When you engage with comics fandom as much as I do — not just reading comics themselves, but reading about comics — you see a lot of wild covers that get permanently seared into your brain, even if you never read the pages within. So I have to give Jenny credit for sending me a comic with an insane cover I’d never even seen before.

The startling cover suggests body horror, and that’s pretty much what we get from the story itself. The opening splash has our hero getting sucked into the sea by some unseen force so strong that even The Boy of Steel is forced into the ocean’s depths. I should note that this came out in 1973, so we’re talking pre-Crisis Superboy, not Connor or Jon Kent. This is young Clark Kent in “THE ADVENTURES OF SUPERMAN WHEN HE WAS A BOY,” a subtitle I always found funnier than it should be.

Anyway, as much as I expected this issue’s gimmick to be played for laughs, the first few pages are surprisingly distressing. I don’t think the creators were going for horror, which the Comics Code still effectively banned at that point. But as much as I love horror, I don’t do well with body horror, and this story definitely plays up how existentially terrifying it would be to wake up and discover that a mad scientist merman replaced your legs with fins. Superboy spends several pages lamenting his horrifying transformation into a “Super Freak.”

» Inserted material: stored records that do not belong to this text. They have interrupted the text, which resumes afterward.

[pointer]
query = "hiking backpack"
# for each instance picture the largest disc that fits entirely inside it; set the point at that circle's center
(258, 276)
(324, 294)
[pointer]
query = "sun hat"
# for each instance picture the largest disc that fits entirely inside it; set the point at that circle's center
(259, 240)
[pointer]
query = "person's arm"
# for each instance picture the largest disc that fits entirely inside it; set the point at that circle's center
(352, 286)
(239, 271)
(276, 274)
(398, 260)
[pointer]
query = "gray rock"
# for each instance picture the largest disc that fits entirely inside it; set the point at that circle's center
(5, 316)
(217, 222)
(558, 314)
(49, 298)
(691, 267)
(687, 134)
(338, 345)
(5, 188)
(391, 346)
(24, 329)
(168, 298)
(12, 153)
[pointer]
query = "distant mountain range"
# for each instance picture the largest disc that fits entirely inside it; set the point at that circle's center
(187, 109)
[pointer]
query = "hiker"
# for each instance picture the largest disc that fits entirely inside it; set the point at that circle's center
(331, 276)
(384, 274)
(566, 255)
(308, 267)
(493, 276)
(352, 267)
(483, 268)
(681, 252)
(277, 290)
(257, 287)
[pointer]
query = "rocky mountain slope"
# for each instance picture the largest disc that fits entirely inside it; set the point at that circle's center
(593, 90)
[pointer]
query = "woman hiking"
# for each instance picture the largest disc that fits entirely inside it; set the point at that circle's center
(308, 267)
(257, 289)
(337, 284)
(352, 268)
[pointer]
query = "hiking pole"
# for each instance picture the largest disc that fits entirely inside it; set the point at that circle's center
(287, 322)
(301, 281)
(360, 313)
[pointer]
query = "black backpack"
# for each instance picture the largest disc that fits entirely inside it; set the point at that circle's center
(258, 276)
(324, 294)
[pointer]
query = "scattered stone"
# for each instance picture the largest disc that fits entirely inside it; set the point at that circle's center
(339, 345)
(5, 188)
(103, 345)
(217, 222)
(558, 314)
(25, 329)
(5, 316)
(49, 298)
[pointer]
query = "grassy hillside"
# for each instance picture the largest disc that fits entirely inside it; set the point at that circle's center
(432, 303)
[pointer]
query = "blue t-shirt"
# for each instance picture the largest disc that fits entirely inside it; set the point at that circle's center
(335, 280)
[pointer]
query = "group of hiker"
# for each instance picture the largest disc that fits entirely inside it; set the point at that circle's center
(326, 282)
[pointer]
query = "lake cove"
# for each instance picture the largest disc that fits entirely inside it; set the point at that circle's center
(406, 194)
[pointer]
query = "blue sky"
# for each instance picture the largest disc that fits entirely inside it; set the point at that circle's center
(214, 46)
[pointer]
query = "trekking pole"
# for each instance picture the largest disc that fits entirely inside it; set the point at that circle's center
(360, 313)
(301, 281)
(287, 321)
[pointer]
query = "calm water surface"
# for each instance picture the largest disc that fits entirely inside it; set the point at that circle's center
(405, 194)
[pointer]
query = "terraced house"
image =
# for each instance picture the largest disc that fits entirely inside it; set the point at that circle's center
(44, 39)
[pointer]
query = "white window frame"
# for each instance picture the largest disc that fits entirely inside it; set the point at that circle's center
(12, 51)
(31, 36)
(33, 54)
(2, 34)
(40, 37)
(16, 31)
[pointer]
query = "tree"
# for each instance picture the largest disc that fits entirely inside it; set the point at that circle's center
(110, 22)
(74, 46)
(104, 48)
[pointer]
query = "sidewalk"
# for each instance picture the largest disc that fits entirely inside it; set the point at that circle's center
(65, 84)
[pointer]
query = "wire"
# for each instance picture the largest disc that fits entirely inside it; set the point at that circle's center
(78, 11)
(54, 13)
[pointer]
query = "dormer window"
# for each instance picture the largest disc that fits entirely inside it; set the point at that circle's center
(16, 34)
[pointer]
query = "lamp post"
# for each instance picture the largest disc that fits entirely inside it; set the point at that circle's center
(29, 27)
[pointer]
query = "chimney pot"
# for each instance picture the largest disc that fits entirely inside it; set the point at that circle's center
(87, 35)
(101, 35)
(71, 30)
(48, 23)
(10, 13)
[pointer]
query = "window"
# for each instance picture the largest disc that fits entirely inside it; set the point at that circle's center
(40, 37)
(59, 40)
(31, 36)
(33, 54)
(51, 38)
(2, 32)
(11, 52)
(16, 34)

None of this is to say that, like so many DC comics of the era, this issue isn’t (probably unintentionally) hilarious. Superboy lost the powers we all associate him with in his transformation, but they’re replaced by new powers in the most contrived way possible. I laughed out loud at lines like “holy hat! I forgot my new telepathic power!”

It’s disappointing that we don’t get an appearance from Superman’s erstwhile mermaid girlfriend, Lori Lemaris. Still, there’s some genuinely impressive stuff here, especially from the art team of Bob Brown and Murphy Anderson. The scene in which Superboy passes out from the potion that turns him back to a Kryptonian is represented visually with a panel that resembles stained glass art. Still, this is just a tad more self-serious than I wanted from a comic with such a ridiculous cover.

Luckily, I have one comic left, and it does not have that problem.

World’s Finest #186

Writer: Bob Kanigher
Penciler: Ross Andru
Inker: Mike Esposito
(No colorist or letterer credited)
Cover Artists: Neal Adams & Gaspar Saladino

Every page of this 1969 issue is a goddamn masterpiece. The cover is ludicrous and gut-bustingly funny, but I’m here to tell you that the story inside is even better.

After a flash-forward opening splash page, we start with Billionaire Playboy Bruce Wayne reading up on his ancestor, “Mad” Anthony Wayne (did you know Bruce Wayne’s middle name is Anthony? Maybe you should?) when he gets a call from Commissioner Gordon. This panel made me burst with laughter: “Yes, Commissioner Gordon, you want me to guard a priceless bust that’s being unveiled at the Gotham Museum this afternoon? Will do!”

First of all, the idea that Gordon would ask Batman to clear his schedule to protect a museum artifact is patently absurd, because aren’t security guards already paid for that kind of thing? But I suppose it makes as much sense as anything else in the DC Universe, as we all know that unveiling a priceless anything at a Gotham City museum is just asking for trouble. Whether it’s an ancient Egyptian cat statue or a prized bird fossil, chances are there’s a colorful villain out there who needs to uphold their brand. But here, hilariously, the priceless bust of Mad Anthony Wayne isn’t threatened by Catwoman or The Penguin, but an ordinary, clumsy man.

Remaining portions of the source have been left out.